Re: [PATCH v5 1/3] open: add close_range()

From: Kyle Evans <kevans@freebsd.org>
To: Szabolcs Nagy <nsz@port70.net>
Cc: Christian Brauner <christian.brauner@ubuntu.com>,
	torvalds@linux-foundation.org,
	linux-kernel <linux-kernel@vger.kernel.org>,
	Victor Stinner <victor.stinner@gmail.com>,
	viro@zeniv.linux.org.uk, linux-fsdevel@vger.kernel.org,
	linux-api@vger.kernel.org, fweimer@redhat.com, jannh@google.com,
	oleg@redhat.com, arnd@arndb.de, shuah@kernel.org,
	dhowells@redhat.com, ldv@altlinux.org
Subject: Re: [PATCH v5 1/3] open: add close_range()
Date: Sat, 6 Jun 2020 09:43:36 -0500	[thread overview]
Message-ID: <CACNAnaEBgTspsw-yq2gc-9a0+tVfnx+g2z6RH5G6LwPYhaBNXA@mail.gmail.com> (raw)
In-Reply-To: <20200606115537.GB871552@port70.net>

On Sat, Jun 6, 2020 at 6:55 AM Szabolcs Nagy <nsz@port70.net> wrote:
>
> * Kyle Evans <kevans@freebsd.org> [2020-06-05 21:54:56 -0500]:
> > On Fri, Jun 5, 2020 at 9:55 AM Szabolcs Nagy <nsz@port70.net> wrote:
> > > this api needs a documentation patch if there isn't yet.
> > >
> > > currently there is no libc interface contract in place that
> > > says which calls may use libc internal fds e.g. i've seen
> > >
> > >   openlog(...) // opens libc internal syslog fd
> > >   ...
> > >   fork()
> > >   closefrom(...) // close syslog fd
> > >   open(...) // something that reuses the closed fd
> > >   syslog(...) // unsafe: uses the wrong fd
> > >   execve(...)
> > >
> > > syslog uses a libc internal fd that the user trampled on and
> > > this can go bad in many ways depending on what libc apis are
> > > used between closefrom (or equivalent) and exec.
> > >
> >
> > Documentation is good. :-) I think you'll find that while this example
> > seems to be innocuous on FreeBSD (and likely other *BSD), this is an
> > atypical scenario and generally not advised.  You would usually not
> > start closing until you're actually ready to exec/fail.
>
> it's a recent bug https://bugs.kde.org/show_bug.cgi?id=420921
>
> but not the first closefrom bug i saw: it is a fundamentally
> unsafe operation that frees resources owned by others.
>

Yes, close() is an inherently unsafe operation, and they managed this
bug without even having closefrom/close_range.

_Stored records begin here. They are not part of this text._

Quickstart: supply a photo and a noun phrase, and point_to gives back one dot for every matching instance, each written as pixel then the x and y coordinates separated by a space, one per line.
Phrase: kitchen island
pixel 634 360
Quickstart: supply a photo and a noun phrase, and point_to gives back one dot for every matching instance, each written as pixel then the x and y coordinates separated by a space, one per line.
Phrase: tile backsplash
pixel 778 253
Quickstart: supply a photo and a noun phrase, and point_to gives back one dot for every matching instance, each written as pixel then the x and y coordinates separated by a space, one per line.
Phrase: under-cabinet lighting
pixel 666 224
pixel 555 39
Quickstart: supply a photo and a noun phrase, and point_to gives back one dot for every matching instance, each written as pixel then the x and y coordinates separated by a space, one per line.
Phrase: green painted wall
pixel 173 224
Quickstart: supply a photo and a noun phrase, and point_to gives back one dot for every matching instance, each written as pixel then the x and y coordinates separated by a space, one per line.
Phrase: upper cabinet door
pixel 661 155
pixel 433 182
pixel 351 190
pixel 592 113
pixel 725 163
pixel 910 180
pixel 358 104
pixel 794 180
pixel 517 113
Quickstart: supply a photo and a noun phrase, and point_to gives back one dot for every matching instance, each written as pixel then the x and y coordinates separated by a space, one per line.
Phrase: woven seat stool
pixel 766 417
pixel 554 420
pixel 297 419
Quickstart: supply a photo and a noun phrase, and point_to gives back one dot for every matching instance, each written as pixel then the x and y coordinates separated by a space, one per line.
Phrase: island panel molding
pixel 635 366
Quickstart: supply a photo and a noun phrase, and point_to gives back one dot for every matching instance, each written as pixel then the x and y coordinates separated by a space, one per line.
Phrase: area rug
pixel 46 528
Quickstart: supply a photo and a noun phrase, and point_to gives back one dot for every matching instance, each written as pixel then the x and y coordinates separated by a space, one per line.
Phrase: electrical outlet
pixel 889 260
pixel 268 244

I'm not entirely
convinced folks are going to spontaneously develop a need to massively
close things just because close_range exists. If they have a need,
they're already doing it with what they have available and causing
bugs like the above.

> > > > The code snippet above is one way of working around the problem that file
> > > > descriptors are not cloexec by default. This is aggravated by the fact that
> > > > we can't just switch them over without massively regressing userspace. For
> > >
> > > why is a switch_to_cloexec_range worse than close_range?
> > > the former seems safer to me. (and allows libc calls
> > > to be made between such switch and exec: libc internal
> > > fds have to be cloexec anyway)
> > >
> >
> > I wouldn't say it's worse, but it only solves half the problem. While
> > closefrom -> exec is the most common usage by a long shot, there are
> > also times (e.g. post-fork without intent to exec for a daemon/service
> > type) that you want to go ahead and close everything except maybe a
> > pipe fd that you've opened for IPC. While uncommon, there's no reason
> > this needs to devolve into a loop to close 'all the fds' when you can
> > instead introduce close_range to solve both the exec case and other
> > less common scenarios.
>
> the syslog example shows why post-fork closefrom without
> intent to exec does not work: there is no contract about
> which api calls behave like syslog, so calling anything
> after closefrom can be broken.
>

I think that example shows one scenario where it's not safe, that's
again in firmly "don't do that" territory. You can close arbitrary fds
very early or very late, but not somewhere in the middle of an even
remotely complex application. This problem exists with or without
close_range.

Like I said before, this is already done quite successfully now, along
with other not-even-forked uses. e.g. OpenSSH sshd will closefrom()
just after argument parsing:
https://github.com/openbsd/src/blob/master/usr.bin/ssh/sshd.c#L1582

> libc can introduce new api contracts e.g. that some apis
> don't use fds internally or after a closefrom call some
> apis behave differently, if this is the expected direction
> then it would be nice to propose that on the libc-coord
> at openwall.com list.
>

I suspect it's likely better to document that one should close
arbitrary fds very early or very late instead. Documenting which APIs
are inherently unsafe before/after would seem to be fraught with peril
-- you can enumerate what in libc is a potential problem, but there
are other libs in use by applications that will also use fds
internally and potentially cause problems, but we can't possibly raise
awareness of all of them. We can, however, raise awareness of the
valid and incredibly useful use-cases.

> > Coordination with libc is generally not much of an issue, because this
> > is really one of the last things you do before exec() or swiftly
> > failing miserably. Applications that currently loop over all fd <=
> > maxfd and close(fd) right now are subject to the very same
> > constraints, this is just a much more efficient way and
> > debugger-friendly way to accomplish it. You've absolutely not lived
> > life until you've had to watch thousands of close() calls painfully
> > scroll by in truss/strace.
>
> applications do a 'close all fds' operation because there
> is no alternative. (i think there are better ways to do
> this than looping: you can poll on the fds and only close
> the ones that didnt POLLNVAL, this should be more portable
> than /proc, but it's besides my point) optimizing this
> operation may not be the only way to achive whatever those
> applications are trying to do.

In most cases, those applications really are just trying to close all
fds other than the ones they want to stick around. Polling the fds
before trying to close them would just *double* the current problem
without fixing your other concern at all -- you still can't arbitrary
close open fds without understanding their provenance, and now you've
doubled the number of syscalls required just to close what you don't
need.

fdwalk() + close() is an (IMO) great alternative that's even more
flexible, but that still has its own problems.

Thanks,

Kyle Evans